The Memphis riot grew out of the tensions that existed between the Irish-American and African-American workers just after the war. An economically vibrant port city on the Mississippi River, Memphis was also a rowdy, crime-ridden, corrupt place. From 1861 to 1866, Memphis experienced a tremendous rise in its black population, including African-American soldiers. The soldiers were stationed in Fort Pickering, alongside former contraband camps, which by 1866 were transformed into largely black neighborhoods. The influx of black people meant job competition with the large Irish immigrant population of Memphis, a source of steady and growing resentment for the latter group.
Reconstruction policy added to the uneasy atmosphere. Federal troops were still in the city. An unrepentant white citizenry despised Freedmen’s Bureau agents and teachers. The prewar Memphis governing class was stripped of its power, and Confederate veterans were denied the vote. The Irish dominated the polls and controlled all city offices, including the mayorship, the board of aldermen, and the police and fire departments. There were frequent clashes between the Irish police and freedmen in south Memphis, where most of the African Americans lived in disease-ridden shanties. Newspapers played an important role in worsening an already bad situation by printing inflammatory and racist denunciations of the newly freed African Americans: “We are to have the black flesh of the Negro crammed down our throats,” ran one such editorial.
On April 30, four policemen got into a fight with a group of recently discharged black soldiers. After a night of drinking, the soldiers roamed the streets shooting their guns, sparking fear and anger among white people. The next day, a collision between two delivery wagons attracted the attention of a large crowd of soldiers and other black men, who surged forth against the police.

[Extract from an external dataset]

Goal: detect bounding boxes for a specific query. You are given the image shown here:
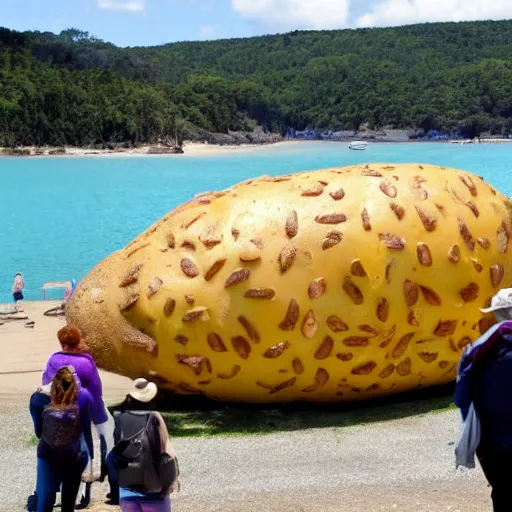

Soon, the situation spiraled out of control, and what little professional discipline the Memphis police previously exhibited was gone. The mayor was too drunk, and the sheriff too weak, to organize a restraining posse. Mobs of white people, including policemen and firemen, searched out and attacked helpless African Americans. What followed was a tragic race riot in which 46 black people and two white people were killed, five black women raped, and 80 people wounded. Property damage was estimated at $130,000, and black churches, schools, and homes were looted, destroyed, and burned. Order was restored when federal troops took control of the city.
The Memphis riot had national importance. It demonstrated to the North that the civil authorities in the South would not even minimally protect black freedom. This cast a bad light on President Andrew Johnson’s very lenient Reconstruction program and gave power to the Radical Republicans in Congress, who wanted a harsher policy toward the South.
See also New Orleans, Louisiana, riot.
Further reading: George C. Rable, There Was No Peace: The Role of Violence in the Politics of Reconstruction (Athens: University of Georgia Press, 1984).